In today’s corporate world, the verdict is in: Getting employees to successfully adopt digital tools is a competitive differentiator for companies. In a new report by Harvard Business Review Analytic Services, sponsored by Pendo, nearly three-quarters of executives polled agreed. But at the same time, the reality is that the vast majority digital transformation initiatives fail. How does a company become an exception to the trend? What does successful adoption look like in practice?

These and other topics took center stage in a recent webinar based on the report. Host Tatyana Mamut (SVP, New Products, Pendo) spoke with Shari Chernack (Head of People, Industrious) and Enrique Jenkins (VP, Business Technology, Pendo) about their experiences driving adoption, and the methods and steps that work best. 

Start with strategy

More than any other factor, executives in the report cite the lack of a well-defined strategy as the biggest hurdle to adoption. A strategy grounded in a clear purpose has to be the foundation of your adoption plan. Starting with tactics, in contrast, usually leads to a reactive approach that almost guarantees failure. A common pitfall involves not prioritizing goals or tasks. “Everyone tries to boil the ocean,” Jenkins warned. “They don’t know where to start. If you have too many apps, for instance, you can’t just start with them all at once.” 
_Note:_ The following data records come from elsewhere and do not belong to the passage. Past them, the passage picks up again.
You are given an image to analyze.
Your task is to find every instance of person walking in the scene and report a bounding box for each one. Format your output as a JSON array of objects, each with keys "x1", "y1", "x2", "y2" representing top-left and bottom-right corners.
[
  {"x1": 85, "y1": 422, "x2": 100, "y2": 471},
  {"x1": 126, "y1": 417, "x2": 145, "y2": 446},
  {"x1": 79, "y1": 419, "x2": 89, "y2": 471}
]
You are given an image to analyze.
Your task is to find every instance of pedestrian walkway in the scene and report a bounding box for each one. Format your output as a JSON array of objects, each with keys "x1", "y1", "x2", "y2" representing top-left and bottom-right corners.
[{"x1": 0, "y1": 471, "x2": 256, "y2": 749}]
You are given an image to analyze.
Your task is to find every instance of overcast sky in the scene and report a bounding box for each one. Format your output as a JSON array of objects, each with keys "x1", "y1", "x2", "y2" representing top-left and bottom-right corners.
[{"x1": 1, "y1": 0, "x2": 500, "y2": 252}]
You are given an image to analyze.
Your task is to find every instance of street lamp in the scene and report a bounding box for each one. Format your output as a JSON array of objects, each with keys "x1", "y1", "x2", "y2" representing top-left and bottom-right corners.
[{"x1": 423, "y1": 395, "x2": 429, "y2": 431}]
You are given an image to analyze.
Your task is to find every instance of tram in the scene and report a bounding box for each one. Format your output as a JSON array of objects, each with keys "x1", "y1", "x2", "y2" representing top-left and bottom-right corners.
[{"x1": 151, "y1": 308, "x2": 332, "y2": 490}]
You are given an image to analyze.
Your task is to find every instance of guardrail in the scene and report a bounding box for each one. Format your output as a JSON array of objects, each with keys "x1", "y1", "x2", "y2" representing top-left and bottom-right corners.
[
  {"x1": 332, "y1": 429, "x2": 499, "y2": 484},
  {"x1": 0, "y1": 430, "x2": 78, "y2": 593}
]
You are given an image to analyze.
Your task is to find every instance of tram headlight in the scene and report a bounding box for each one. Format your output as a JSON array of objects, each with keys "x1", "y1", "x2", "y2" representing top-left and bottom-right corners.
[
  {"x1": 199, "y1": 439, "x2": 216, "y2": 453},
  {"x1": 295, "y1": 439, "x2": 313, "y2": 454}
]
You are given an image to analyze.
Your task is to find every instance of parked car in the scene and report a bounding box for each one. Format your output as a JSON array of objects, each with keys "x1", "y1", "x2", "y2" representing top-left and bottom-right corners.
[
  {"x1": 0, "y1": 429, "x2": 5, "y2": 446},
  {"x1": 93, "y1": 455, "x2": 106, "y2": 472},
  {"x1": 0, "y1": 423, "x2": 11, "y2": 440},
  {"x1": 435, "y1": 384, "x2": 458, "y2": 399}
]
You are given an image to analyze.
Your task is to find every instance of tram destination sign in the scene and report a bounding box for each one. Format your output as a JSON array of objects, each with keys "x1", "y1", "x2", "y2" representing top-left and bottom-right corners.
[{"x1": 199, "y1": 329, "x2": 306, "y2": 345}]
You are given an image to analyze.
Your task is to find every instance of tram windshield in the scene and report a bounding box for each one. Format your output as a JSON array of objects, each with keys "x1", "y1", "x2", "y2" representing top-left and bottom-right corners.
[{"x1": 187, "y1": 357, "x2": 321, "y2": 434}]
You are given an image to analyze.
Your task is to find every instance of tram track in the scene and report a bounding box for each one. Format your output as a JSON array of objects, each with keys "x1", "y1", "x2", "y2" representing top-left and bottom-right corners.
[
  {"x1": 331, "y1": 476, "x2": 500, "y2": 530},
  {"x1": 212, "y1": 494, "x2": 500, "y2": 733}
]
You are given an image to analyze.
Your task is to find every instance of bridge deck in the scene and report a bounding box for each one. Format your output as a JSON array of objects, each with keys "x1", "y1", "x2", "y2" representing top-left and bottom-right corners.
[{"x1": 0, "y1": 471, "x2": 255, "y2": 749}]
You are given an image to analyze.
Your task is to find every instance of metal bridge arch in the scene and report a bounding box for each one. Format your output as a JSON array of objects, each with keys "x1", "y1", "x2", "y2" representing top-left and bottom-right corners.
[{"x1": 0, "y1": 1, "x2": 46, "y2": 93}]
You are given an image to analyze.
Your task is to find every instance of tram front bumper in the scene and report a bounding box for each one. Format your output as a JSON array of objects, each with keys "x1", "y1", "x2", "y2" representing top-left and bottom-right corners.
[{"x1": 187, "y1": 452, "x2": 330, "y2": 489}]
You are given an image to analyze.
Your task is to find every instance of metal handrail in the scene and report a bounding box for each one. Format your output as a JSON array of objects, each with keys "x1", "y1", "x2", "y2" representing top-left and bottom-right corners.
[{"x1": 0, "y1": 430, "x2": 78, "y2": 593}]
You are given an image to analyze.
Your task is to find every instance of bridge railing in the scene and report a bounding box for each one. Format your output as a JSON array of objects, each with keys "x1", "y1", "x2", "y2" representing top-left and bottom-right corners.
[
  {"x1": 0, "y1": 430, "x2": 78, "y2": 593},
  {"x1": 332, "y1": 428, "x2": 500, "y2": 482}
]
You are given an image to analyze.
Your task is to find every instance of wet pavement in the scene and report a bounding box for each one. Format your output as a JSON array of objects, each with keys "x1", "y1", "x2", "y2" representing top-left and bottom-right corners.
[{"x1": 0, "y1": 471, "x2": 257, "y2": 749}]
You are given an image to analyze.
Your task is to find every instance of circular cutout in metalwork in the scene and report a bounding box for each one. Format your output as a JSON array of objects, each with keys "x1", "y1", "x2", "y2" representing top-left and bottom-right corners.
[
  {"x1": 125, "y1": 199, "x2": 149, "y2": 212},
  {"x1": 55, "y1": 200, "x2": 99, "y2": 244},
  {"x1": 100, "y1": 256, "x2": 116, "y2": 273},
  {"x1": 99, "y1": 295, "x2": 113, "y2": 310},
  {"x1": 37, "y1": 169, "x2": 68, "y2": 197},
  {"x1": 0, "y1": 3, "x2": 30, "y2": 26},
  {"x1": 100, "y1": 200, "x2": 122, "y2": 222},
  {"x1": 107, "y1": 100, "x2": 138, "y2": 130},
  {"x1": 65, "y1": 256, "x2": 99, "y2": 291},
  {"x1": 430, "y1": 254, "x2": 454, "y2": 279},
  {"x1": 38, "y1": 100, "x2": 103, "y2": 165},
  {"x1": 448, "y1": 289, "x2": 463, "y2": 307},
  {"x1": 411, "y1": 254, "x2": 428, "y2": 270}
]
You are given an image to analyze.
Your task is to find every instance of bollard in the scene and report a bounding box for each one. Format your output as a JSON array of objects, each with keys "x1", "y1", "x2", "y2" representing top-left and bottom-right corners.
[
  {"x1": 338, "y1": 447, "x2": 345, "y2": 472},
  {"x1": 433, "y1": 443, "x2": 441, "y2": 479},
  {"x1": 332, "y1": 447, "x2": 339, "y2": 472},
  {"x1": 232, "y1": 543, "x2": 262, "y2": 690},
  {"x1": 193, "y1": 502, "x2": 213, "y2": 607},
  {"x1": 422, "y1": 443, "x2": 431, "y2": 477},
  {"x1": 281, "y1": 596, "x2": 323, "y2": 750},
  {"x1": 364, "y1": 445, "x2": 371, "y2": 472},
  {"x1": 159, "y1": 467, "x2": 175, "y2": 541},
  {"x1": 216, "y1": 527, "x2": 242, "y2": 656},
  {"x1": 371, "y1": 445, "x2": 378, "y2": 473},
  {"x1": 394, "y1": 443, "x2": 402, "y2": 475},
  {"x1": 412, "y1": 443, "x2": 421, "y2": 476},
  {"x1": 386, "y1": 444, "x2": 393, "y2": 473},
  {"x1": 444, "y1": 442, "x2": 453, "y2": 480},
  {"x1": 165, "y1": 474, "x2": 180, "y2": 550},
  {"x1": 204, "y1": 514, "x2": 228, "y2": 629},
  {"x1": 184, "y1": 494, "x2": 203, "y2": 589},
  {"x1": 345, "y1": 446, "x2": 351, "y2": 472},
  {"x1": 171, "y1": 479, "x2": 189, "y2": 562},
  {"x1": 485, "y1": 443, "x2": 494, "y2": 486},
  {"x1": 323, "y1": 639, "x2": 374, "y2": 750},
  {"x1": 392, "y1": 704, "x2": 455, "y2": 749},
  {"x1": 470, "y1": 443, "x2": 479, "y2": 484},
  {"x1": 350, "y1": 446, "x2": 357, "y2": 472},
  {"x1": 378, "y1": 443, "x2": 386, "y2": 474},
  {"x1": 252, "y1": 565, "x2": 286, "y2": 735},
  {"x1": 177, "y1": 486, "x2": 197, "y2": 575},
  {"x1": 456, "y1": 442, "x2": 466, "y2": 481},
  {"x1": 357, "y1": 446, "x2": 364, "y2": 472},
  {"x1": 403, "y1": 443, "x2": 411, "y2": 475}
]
The right approach to ownership

Knowing who should take the lead is equally important. The report shows leaders almost evenly divided between those saying IT should be the clear owners of adoption efforts and those saying leadership should be shared across multiple departments. Chernack favors the latter approach. By siloing responsibility to only one department, she explained, “not only do you get a narrow view of what’s important to the organization, you run the risk of people not feeling as invested in other departments or other teams. They also need to be a part of the experience and design.”

Jenkins favors a hybrid approach wherein IT cultivates a network of adoption partners across departments. “Instead of me knowing how to use every single tool we have in place, I leverage those people as partners and teach them the governance model,” he said. He also pointed to the model as a great way to overcome the limited knowledge of any one person or department about how a tool is used. “I may make a decision on something and not actually understand the impact on your world. I need that partnership to understand.”

Listen to your employees—and act on their feedback

For adoption to truly take hold across an entire company, it’s important for employees themselves to feel they have a voice. Yet almost half the organizations surveyed in the report rate their ability to collect feedback about how employees use digital tools as weak. How can companies get better at feedback? Chernack explained that “it’s both an art and a science to think about what the right listening strategy is for any given organization. There’s no one size fits all approach.” 

Although the right feedback solution is unique to an individual company, Chernack said she does generally counsel organizational leaders to handpick people they want to hear from as part of the process. “Select the highest performer, the best connectors, and the people who have their fingers on the pulse of what employees are thinking about,” she advised. “Get your data from the many, your insights from the few.”.